Articles you may be interested in:

    • PHP IIS Log analysis search engine crawler log Program
    • PHP displays different content to visitors and crawlers
    • A lightweight and simple crawler implemented by PHP
    • PHP implementation of simple crawler methods
    • PHP code to implement crawler records--super-works
    • PHP Crawler's million-level knowledge of user data crawling and analysis

http://www.bkjia.com/PHPjc/1096148.html www.bkjia.com true http://www.bkjia.com/PHPjc/1096148.html techarticle PHP Implementation Crawl and analysis of user data, PHP background description: Drag the use of Php curl write crawler, experimental crawled to know the basic information of 5w users, while the data for crawling ...

  • Contact Us

    The content source of this page is from Internet, which doesn't represent Alibaba Cloud's opinion; products and services mentioned on that page don't have any relationship with Alibaba Cloud.
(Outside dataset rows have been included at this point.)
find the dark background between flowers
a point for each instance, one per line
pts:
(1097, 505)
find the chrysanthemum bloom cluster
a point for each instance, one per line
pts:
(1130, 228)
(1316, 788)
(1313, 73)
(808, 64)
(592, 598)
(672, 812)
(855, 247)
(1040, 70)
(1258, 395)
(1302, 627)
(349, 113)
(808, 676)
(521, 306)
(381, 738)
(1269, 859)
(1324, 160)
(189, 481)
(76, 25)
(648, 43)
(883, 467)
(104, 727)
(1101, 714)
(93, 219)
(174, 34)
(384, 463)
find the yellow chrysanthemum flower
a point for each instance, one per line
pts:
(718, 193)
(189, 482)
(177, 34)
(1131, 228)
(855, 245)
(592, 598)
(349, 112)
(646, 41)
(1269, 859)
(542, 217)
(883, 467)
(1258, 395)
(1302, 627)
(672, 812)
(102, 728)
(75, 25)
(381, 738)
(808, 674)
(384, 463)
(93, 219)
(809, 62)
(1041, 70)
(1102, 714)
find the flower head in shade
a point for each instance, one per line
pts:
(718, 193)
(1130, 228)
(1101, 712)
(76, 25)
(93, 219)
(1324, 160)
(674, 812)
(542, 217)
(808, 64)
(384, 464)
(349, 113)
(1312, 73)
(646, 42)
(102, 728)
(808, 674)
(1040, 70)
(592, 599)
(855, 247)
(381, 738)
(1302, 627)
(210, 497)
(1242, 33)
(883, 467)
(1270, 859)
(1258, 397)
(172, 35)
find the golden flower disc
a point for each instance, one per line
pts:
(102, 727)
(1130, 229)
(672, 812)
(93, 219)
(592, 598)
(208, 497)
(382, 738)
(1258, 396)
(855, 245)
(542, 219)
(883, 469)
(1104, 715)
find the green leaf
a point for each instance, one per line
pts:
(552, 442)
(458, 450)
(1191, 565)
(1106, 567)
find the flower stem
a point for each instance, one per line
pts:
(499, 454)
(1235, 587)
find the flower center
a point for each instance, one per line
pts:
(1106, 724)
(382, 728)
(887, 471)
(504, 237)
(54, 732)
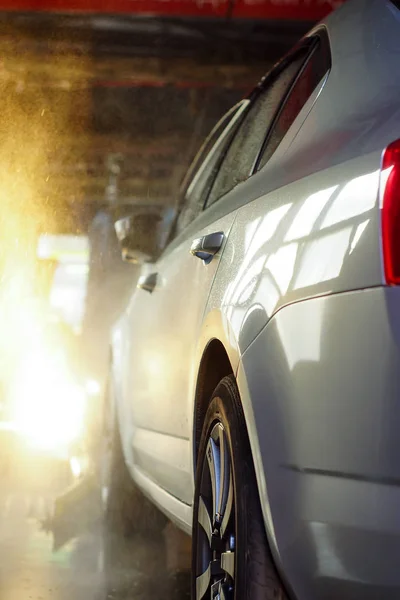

If the content of the page makes you feel confusing, please write us an email, we will handle the problem within 5 days after receiving your email.

    If you find any instances of plagiarism from the community, please send an email to: info-contact@alibabacloud.com and provide relevant evidence. A staff member will contact you within 5 working days.

    A Free Trial That Lets You Build Big!

    Start building with 50+ products and up to 12 months usage for Elastic Compute Service

    • Sales Support

      1 on 1 presale consultation

    • After-Sales Support

      24/7 Technical Support 6 Free Tickets per Quarter Faster Response

    • Alibaba Cloud offers highly flexible support services tailored to meet your exact needs.